Jusqu'à présent, ce sauvetage a d'ailleurs plutôt bien fonctionné. Ainsi, apaisées par leurs facilités de caisse, les banques européennes ont financé sans rechigner les Etats eurolandais, y compris ceux des pays du Sud, permettant par là même une légère détente des taux obligataires. Dans ce cadre, la crise de la dette publique pourrait progressivement s'estomper. Mieux encore, l'investissement des entreprises et plus globalement la croissance et l'emploi reprendraient prochainement des couleurs.
Malheureusement, nous en sommes encore très loin. Certes, la stratégie récente de la BCE est largement plus appréciable que celle qui prévalait au cours des huit années précédentes (il aurait d'ailleurs été difficile de faire pire). Pour autant, elle continue d'oublier l'essentiel : la croissance forte. En effet, en permettant aux banques de se financer à faible coût pour acheter des bons du Trésor, la BCE a favorisé « l'effet d'éviction », c'est-à-dire la favorisation du financement des dettes publiques au détriment de l'investissement des entreprises. Or, l'économie eurolandaise a justement besoin d'investissements, d'emplois et de consommation en provenance du secteur privé.
Il aurait donc été beaucoup plus judicieux d'autoriser la BCE à renflouer directement les Etats, de manière à permettre aux banques de financer les entreprises et les ménages. De même, tant que l'euro restera cher et supérieur à 1,18 dollar pour un euro (qui représente le niveau d'équilibre de l'euro/dollar selon le taux de change naturel dit Natrex), la croissance eurolandaise demeurera brimée et insuffisante pour créer des emplois et rembourser la charge annuelle des intérêt de la dette publique pour la grande majorité des pays de la zone euro.
Pour parvenir à ce taux de change idéal, la BCE devra encore abaisser son taux refi, pour réduire, voire annuler l'écart avec son homologue américain. Et si Mario Draghi a annoncé qu'il fera encore un geste, celui-ci tarde à venir, alimentant la cherté excessive de l'euro et décalant d'autant le redémarrage de la croissance.

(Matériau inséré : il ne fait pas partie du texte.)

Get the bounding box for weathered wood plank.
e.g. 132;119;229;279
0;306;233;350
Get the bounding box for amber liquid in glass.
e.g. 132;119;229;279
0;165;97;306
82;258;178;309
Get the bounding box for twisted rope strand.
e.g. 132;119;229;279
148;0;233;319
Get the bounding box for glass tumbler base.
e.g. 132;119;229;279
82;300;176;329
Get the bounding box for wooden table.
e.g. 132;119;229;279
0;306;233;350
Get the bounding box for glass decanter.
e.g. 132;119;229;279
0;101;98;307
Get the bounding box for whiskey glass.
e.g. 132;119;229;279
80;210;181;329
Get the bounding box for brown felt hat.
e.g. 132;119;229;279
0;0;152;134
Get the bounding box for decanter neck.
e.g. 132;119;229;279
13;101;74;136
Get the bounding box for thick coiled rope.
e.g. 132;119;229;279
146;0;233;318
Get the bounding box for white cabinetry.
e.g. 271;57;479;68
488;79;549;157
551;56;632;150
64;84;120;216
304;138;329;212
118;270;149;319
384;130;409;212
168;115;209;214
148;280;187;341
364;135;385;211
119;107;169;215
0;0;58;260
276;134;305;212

La bonne nouvelle réside donc dans le fait que la BCE a évolué positivement. La mauvaise c'est que nous sommes toujours loin du but et que le dogmatisme reste encore dominant tant au sein de l'Institut francfortois qu'au niveau des dirigeants politiques de nombreux pays de l'UEM.

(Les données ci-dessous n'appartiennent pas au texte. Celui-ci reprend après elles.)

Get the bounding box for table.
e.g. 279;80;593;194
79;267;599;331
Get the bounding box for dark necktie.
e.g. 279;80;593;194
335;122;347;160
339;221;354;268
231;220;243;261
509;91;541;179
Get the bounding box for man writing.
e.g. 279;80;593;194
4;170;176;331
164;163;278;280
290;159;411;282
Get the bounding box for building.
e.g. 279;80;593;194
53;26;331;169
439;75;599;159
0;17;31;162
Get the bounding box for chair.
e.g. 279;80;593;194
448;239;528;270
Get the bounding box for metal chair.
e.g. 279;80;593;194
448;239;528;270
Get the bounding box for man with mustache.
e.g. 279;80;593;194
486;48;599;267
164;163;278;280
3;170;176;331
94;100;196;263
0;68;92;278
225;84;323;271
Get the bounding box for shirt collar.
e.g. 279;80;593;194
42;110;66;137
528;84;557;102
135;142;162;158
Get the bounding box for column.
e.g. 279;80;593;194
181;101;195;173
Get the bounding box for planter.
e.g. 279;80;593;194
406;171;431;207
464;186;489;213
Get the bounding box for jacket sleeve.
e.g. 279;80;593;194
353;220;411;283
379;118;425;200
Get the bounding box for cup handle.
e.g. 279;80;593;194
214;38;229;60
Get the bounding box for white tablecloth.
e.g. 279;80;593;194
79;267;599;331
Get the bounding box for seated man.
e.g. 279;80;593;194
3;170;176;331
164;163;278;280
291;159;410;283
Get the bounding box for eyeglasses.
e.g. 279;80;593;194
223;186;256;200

Espérons donc que cette année du Dragon sera aussi celle de Draghi, c'est-à-dire celle de la victoire du pragmatisme sur le dogmatisme qui, depuis plus de vingt ans, a fait tant de mal à notre vielle Europe et à notre douce France.
Marc Touati
Economiste.
Directeur Général de Global Equities.
Président du cabinet ACDEFI (premier cabinet de conseil économique et financier indépendant).